Notre moral est au plus bas. La semaine a été éprouvante.
Mais, miracle, cette dernière journée se passe sans encombres, le petit a eu hier ses six points de suture à l’hôpital de Guéret, il se remet bien.
Nous passons une belle après-midi quand déboulent en fin de journée quantité de voitures qui se garent sans vergogne sur la propriété, accompagnées de camions qui déchargent une estrade...

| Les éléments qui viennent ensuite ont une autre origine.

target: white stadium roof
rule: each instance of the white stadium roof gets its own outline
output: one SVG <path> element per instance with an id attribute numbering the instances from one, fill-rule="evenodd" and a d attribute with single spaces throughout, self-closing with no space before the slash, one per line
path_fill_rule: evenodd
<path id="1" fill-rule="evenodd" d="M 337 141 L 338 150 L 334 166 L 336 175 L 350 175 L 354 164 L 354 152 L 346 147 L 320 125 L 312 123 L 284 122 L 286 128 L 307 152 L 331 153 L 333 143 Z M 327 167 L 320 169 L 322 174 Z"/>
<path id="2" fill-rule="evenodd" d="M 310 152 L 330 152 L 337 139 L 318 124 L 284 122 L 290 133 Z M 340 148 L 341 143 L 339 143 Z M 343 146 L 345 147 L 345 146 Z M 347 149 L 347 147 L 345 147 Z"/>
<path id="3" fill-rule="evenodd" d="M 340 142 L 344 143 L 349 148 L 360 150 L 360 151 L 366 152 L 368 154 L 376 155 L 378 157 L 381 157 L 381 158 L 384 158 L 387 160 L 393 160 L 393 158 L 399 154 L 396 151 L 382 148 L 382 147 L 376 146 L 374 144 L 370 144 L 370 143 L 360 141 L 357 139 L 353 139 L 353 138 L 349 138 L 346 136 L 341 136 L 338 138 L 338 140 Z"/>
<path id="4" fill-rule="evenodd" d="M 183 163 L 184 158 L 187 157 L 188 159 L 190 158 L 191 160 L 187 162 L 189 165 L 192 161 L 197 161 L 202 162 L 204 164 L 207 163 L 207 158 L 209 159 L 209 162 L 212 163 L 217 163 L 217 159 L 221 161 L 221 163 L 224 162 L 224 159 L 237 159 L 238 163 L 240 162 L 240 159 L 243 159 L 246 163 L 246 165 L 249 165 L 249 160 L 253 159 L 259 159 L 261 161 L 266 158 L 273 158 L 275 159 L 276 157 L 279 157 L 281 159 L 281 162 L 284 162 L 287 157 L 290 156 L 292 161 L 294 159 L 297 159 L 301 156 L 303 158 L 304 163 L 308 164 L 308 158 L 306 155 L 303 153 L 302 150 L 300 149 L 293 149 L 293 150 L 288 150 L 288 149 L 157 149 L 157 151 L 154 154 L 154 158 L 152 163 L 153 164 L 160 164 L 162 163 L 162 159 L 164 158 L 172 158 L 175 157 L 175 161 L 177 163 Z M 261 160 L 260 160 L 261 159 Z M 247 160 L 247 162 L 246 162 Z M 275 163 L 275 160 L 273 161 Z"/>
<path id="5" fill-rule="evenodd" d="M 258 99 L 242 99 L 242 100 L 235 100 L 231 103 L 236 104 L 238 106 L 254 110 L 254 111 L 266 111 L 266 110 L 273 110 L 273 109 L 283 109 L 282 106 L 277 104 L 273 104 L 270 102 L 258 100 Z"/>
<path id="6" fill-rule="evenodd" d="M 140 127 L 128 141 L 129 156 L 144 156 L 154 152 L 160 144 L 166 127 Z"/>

Je cours apostropher ces envahisseurs mais de gros videurs à l’air patibulaire m’arrêtent fermement
- Calme-toi, la rave party ne durera pas longtemps, juste le week-end
- Mais vous êtes sur une propriété privée !
- Tu crois qu’on l’sait pas ? Mais toi, t’es combien ? Alors que nous on va être 2000. Alors reste tranquille et tu verras que tout va bien s’passer. P’têt même qu’on nettoiera ton terrain après si t’es bien sage !
- Je vais appeler la gendarmerie !
- On voit qu’t’es nouveau dans le coin, toi. Cette fête, on la fait depuis 3 ans, même que l’ancien propriétaire, Michel, il dansait avec nous. Il avait une pêche incroyable pour son âge, il kiffait la musique techno ! Réfléchis cinq minutes, c’est pas parce que tu déboules avec ta p’tite famille que tu vas gâcher la fête de 2000 gens du coin qui s’connaissent tous et qu’y savent où t’habite, hein ! OK boomer ???
Samedi.
Je publie cette annonce sur Le Bon Coin, rubrique ventes immobilières :
« Amoureux de la nature, vous serez séduits par ce splendide manoir creusois, ses magnifiques jardins, sa nature calme et embaumée, sa faune sauvage.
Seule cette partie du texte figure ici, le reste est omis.